Friendtech on Solana
FriendTech launched on August 10th, to-date there has since been an impressive $250 million trading volume from 227,000 users. With their 5% fee for room host and platform, that is $12.5 million paid out to hosts and $12.5 million paid to the platform. How did this happen?
Users can download FriendTech, connect their X (former Twitter) account and begin earning trading fees when other users trade their keys. The keys offer holders exclusive access to the host’s chat room. Some keys such as 0xRacerAlt’s are now worth 6.3 ETH ($10,000) each — likely because Racer is the founder of Friendtech and holders want to learn alphas of the app.
The financialisation of access to a creator where fans are also investors is the core value proposition of Friendtech. Li Jin, famous investor from Variant Fund refers to this as the ownership economy. Fans who invested in the creator early will win together with the creator as they become successful.
Creator token is not a new concept, Bitclout — an older creator token platform backed by reputable venture capitals like Sequoia and Winklevoss Capital, has attempted it back in 2021. They also received a lot of attention, but that hype slowly faded as the initial enthusiam and liquidity dwindled. A burning question comes to mind — what will it take for Friendtech to refine and sustain product market fit?
Friendtech Improvement Proposal
For usage sustainability, we look to incumbent creator platforms such as OnlyFans and Patreon. These leading web2 membership platforms offer creators business tools such as subscription to generate income from fans. OnlyFans has made over $5 billion in transaction volume in 2021–2022 from over 3 million active creators and 200 million fans. Below are some improvement suggestions with example:
1. Key Pricing
The keys on Friendtech follows a bonding curve where price increases exponentially as outstanding number of keys increase. This pricing of keys heavily benefit early buyers since price increases very quickly later. While this mechanism allowed many creators to gain initial buyers quickly which solved the cold-start problem, it also incentivised bots to hunt for new keys of big accounts and causes potential new fans to be priced out.
Solution: Keys are priced by the seller, allowing the market to price keys more organically. Essentially, an order book.
2. Content Sharing
Key holders mainly invest to make money and connect with the host through their content. Current design of Friendtech only allows for a group chat which means newjoiners will not be able to quickly see the quality of content the host produces.
Solution: A content repository that stores image and posts, a holder-exclusive timeline.
3. Onboarding Friction
To onboard to Friendtech, users have to connect via phone number, apple ID, or Google. Then they have to connect via Twitter, followed by sending ETH to the Base blockchain wallet. This onboarding friction will deter any mainstream users — frankly even some web3 users.
Solution: Let any third party account connection be opt in — connect and that is it.
4. Key Portability
Friendtech keys are only used within the app and are not transferable. Room hosts may want to do key giveaways or use these on-chain assets as ways to perform other activities such as creating token-gated Discord servers.
Solution: Keys are stored in user owned non-custodial wallets.
5. Discoverability
To find new creators on Friendtech, users have to pay attention on Twitter or rely on the trending page in the app which ranks creators by trading volume in the past 15 minutes. Some users rely on telegram bots that spot new accounts that have signed up.

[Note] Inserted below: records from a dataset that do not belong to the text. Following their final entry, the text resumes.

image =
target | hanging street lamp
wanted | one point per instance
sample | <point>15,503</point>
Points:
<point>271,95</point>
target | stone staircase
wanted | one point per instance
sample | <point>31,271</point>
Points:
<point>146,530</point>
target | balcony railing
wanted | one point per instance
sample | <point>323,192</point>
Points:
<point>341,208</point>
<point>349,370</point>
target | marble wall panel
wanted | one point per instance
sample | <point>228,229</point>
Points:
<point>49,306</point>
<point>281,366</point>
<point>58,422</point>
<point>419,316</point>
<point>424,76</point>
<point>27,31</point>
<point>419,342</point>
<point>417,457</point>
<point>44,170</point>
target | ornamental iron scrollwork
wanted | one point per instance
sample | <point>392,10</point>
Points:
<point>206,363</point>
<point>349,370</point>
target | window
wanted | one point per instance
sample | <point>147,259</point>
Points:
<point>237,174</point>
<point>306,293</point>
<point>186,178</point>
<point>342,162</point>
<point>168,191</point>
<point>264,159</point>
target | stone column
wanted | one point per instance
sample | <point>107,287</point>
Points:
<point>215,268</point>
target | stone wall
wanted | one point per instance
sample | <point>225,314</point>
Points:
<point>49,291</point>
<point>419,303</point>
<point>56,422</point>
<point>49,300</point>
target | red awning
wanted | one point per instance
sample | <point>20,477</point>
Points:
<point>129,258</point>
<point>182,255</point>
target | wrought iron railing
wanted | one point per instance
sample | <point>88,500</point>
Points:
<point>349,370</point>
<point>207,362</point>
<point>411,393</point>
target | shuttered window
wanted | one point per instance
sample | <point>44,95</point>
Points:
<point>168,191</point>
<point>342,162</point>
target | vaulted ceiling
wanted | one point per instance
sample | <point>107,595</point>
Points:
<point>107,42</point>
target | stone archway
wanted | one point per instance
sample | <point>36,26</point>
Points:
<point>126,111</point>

Solution: Content-based discovery using latest technology such as CLIP — a neural network developed by OpenAI that learns visual concepts.
7. Blockchain scalability
Base is a performant layer-2 blockchain developed by Coinbase that has a powerful ecosystem of builders and community. However, the added friction of bridging and the 7-days wait time to bridge back to the Ethereum may pose as unnecessary friction for mass adoption.
Solution: Use a fast and cheap layer-1 blockchain such as Solana.
Friendtech on Solana — Only1
Only1 is a creator membership site backed by Animoca Brands and the Solana Foundation that allow users to trade Passes and gain access to exclusive content and direct message. While Friendtech is a huge success in the web3 space, Only1 sought to gain mainstream adoption by focusing on simplified user experience and fan engagement.
Tokenomics
The Only1 platform is powered by $LIKE which is listed on Kucoin, Huobi, MEXC, and Gate. $LIKE is a long term deflationary token to incentivise platform users and especially creators.
- Users will be rewarded for platform activities starting with season 1 starting this week.
- Creators can later launch ‘Creator Staking Pool’ and earn rewards. When enough fans have staked in the creator’s pool, the creator will enjoy better fees from their Passes sale.
- Platform earns revenue to buyback $LIKE from public markets to both burn and redistribute as reward to users as mentioned above.
For more information on tokenomics, click here.
What’s next?
Only1 has made several partnerships with web3 influencers and local organisations in Japan, Taiwan, Turkey, Los Angeles and beyond. The focus for the next quarter is to integrate the top on/off-ramp partner, launch on-chain subscription for creators, and further develop the mobile experience.